A 170W CPU TDP falls in the high-end range. A quality tower air cooler (rated 200W+) like a Noctua NH-D15 could handle it, but a 240mm AIO provides better headroom and often quieter operation. Either option keeps the CPU comfortably below throttle temps.

Tips & Best Practices

  • Air coolers are more reliable long-term — no pump to fail, no potential for leaks.
  • AIO coolers offer better peak performance and cleaner aesthetics.
  • Always check case CPU cooler height clearance before buying a tower air cooler.
  • Overclocking can add 30-80W to the rated TDP — size your cooler accordingly.
  • Thermal paste application matters — even the best cooler needs proper paste contact.
  • Case airflow significantly affects cooler performance — ensure good intake and exhaust flow.

Air Cooling Advantages

Tower air coolers use heatpipes and large fin arrays to dissipate CPU heat.
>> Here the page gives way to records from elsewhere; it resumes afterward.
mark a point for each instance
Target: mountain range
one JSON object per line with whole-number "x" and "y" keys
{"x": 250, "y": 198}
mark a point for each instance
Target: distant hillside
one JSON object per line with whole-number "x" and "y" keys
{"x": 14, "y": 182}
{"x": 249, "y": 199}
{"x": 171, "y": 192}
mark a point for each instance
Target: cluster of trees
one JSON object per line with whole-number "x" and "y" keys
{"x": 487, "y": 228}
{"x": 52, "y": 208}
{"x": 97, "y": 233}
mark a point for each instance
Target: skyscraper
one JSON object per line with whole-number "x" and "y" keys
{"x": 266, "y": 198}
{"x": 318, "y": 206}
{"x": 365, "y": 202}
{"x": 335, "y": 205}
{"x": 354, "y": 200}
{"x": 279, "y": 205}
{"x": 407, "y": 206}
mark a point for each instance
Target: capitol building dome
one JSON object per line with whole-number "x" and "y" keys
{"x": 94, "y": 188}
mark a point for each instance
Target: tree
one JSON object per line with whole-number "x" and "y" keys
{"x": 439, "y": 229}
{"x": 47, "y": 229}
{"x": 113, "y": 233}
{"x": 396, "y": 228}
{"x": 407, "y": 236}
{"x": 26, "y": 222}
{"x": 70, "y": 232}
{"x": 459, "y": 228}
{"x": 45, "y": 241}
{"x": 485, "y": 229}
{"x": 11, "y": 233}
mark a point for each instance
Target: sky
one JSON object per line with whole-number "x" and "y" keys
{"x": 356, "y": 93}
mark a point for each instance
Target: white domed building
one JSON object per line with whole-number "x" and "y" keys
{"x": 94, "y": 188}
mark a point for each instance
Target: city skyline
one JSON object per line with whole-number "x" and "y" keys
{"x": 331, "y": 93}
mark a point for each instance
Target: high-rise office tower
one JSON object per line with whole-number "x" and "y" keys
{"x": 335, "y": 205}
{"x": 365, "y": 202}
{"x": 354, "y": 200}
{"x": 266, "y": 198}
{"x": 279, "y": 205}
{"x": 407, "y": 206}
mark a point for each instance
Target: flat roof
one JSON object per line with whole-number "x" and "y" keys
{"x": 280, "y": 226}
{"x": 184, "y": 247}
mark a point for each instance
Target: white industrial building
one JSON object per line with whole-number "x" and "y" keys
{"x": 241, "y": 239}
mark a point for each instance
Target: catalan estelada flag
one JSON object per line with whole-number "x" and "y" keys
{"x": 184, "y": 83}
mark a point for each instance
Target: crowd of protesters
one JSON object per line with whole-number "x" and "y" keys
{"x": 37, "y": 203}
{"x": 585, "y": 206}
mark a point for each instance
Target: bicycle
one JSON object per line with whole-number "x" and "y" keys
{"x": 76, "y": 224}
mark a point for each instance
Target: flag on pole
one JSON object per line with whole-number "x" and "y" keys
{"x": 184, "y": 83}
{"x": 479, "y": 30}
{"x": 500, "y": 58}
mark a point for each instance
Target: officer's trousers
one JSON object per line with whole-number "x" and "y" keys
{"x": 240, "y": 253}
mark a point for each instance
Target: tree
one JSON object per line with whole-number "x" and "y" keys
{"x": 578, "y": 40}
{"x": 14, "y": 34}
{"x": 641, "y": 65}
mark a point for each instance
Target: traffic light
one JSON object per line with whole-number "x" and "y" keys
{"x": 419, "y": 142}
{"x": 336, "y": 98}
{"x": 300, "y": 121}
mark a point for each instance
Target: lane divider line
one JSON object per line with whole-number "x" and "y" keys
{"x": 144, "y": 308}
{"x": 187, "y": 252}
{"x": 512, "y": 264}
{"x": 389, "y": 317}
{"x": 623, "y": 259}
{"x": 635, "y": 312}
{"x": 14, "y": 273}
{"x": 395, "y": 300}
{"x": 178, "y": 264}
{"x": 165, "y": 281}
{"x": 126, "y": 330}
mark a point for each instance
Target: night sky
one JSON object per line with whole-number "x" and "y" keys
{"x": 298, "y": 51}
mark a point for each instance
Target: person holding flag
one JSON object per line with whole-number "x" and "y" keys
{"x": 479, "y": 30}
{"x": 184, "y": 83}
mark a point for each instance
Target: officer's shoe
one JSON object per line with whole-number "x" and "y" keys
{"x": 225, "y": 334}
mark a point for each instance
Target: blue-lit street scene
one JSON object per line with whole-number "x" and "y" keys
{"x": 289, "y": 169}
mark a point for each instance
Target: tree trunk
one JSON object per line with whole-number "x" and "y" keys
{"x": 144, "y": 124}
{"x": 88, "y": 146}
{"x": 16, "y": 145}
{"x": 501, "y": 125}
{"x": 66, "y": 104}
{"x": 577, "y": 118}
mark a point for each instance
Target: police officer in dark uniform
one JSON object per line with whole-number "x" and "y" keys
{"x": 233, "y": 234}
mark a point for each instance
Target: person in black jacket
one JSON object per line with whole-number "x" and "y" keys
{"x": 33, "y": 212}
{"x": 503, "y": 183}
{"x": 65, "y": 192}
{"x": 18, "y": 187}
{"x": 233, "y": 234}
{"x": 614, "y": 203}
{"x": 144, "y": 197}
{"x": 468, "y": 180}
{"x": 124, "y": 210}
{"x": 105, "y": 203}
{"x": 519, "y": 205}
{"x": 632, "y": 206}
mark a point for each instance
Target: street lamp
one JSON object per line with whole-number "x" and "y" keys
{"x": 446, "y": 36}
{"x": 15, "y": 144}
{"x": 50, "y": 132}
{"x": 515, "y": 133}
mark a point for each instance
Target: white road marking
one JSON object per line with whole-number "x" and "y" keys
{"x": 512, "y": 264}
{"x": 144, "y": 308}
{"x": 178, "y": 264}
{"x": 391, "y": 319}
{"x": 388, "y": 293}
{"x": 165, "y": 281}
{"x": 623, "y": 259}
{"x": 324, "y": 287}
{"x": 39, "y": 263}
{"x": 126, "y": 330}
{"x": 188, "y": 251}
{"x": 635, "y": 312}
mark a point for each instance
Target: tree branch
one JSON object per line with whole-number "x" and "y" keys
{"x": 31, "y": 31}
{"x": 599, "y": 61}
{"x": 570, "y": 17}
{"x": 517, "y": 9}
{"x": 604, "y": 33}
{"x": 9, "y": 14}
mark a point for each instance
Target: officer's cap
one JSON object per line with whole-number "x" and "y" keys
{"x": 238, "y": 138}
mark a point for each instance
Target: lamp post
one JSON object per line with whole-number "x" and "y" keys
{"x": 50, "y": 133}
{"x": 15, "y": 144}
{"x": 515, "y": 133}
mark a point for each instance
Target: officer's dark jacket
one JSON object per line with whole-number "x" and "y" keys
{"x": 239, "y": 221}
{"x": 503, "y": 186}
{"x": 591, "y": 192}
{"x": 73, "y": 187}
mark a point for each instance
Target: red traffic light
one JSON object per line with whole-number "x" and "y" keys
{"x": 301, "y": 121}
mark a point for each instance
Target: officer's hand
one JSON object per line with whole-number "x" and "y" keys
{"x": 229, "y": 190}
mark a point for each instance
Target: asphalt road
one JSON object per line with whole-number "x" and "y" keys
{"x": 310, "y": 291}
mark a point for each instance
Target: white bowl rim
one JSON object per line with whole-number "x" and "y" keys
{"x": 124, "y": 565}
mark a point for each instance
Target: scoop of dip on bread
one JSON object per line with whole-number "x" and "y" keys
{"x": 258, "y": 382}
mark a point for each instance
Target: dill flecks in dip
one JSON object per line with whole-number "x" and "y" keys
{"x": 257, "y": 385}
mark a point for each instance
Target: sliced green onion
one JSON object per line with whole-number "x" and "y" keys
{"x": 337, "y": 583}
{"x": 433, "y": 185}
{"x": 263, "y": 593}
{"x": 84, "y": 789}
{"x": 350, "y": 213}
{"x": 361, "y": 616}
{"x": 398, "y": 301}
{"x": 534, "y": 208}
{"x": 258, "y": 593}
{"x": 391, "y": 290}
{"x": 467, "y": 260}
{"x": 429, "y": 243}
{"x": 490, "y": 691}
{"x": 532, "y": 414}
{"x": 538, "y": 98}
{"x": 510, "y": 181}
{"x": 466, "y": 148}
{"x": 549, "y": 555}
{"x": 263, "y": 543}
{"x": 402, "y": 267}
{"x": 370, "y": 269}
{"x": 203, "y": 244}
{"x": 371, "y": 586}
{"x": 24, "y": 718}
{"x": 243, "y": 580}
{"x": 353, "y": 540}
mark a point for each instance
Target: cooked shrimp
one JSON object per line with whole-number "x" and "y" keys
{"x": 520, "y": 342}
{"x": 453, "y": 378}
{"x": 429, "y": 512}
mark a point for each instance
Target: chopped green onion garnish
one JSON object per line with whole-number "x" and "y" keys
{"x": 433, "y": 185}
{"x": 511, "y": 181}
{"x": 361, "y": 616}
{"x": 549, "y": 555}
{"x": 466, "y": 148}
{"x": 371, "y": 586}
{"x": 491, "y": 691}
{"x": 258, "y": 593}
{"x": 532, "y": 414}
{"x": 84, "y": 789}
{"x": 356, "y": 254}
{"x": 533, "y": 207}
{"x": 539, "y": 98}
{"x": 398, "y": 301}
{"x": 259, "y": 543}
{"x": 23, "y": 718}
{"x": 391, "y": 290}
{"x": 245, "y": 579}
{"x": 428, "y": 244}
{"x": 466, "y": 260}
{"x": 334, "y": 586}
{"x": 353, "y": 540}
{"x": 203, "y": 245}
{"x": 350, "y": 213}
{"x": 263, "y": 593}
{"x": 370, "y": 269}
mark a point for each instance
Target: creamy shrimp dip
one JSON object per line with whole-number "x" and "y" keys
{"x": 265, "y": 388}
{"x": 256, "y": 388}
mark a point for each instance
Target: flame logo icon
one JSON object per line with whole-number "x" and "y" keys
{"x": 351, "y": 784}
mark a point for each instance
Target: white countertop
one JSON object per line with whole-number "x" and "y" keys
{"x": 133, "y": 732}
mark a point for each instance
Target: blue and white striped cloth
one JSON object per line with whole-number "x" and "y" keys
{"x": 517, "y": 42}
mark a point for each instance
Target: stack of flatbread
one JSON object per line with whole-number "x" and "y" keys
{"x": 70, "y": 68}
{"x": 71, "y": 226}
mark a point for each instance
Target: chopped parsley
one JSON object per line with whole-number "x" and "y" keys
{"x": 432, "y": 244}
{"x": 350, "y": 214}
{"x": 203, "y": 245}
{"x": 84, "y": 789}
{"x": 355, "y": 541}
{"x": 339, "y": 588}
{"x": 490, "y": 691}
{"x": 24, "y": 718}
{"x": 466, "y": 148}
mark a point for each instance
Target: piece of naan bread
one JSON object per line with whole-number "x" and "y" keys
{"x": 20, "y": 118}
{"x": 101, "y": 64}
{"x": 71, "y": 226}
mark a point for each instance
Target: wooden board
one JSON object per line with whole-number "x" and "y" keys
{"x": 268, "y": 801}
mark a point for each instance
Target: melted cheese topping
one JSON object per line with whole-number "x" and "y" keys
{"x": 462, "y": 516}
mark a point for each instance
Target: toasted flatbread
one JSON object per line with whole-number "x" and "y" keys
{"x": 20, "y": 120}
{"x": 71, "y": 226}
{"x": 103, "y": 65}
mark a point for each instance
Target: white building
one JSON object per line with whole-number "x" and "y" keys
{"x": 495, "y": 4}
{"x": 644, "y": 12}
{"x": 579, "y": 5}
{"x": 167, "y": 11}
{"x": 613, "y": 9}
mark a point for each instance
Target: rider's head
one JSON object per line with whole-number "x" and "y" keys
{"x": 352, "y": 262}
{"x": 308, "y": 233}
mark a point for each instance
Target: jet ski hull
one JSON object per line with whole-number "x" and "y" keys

They have no moving parts besides the fan, making them extremely reliable. Top-tier air coolers like the Noctua NH-D15 can handle CPUs up to 200-250W TDP and last essentially forever with occasional fan replacement.

AIO Liquid Cooling Benefits

All-in-one liquid coolers use a pump, tubing, and radiator to move heat away from the CPU. The larger radiator surface area (compared to air cooler fin stacks) allows more efficient heat dissipation, especially at high loads. 360mm AIOs can comfortably cool the hottest consumer CPUs without excessive noise.

Matching Cooler to CPU

The most common mistake is pairing a budget cooler with a high-TDP CPU. A $25 cooler on a 250W processor leads to constant thermal throttling. Conversely, a $150 AIO on a 65W CPU is overkill. Match the cooler's rated capacity to your CPU's actual power draw for optimal cost-effectiveness.

Sources & Methodology

Last updated:

Frequently Asked Questions

  • Neither is universally better. Air coolers are more reliable, cheaper, and sufficient for most CPUs. AIO liquid coolers handle higher heat loads, are quieter under heavy load, and look cleaner. Choose based on your TDP, case, and preferences.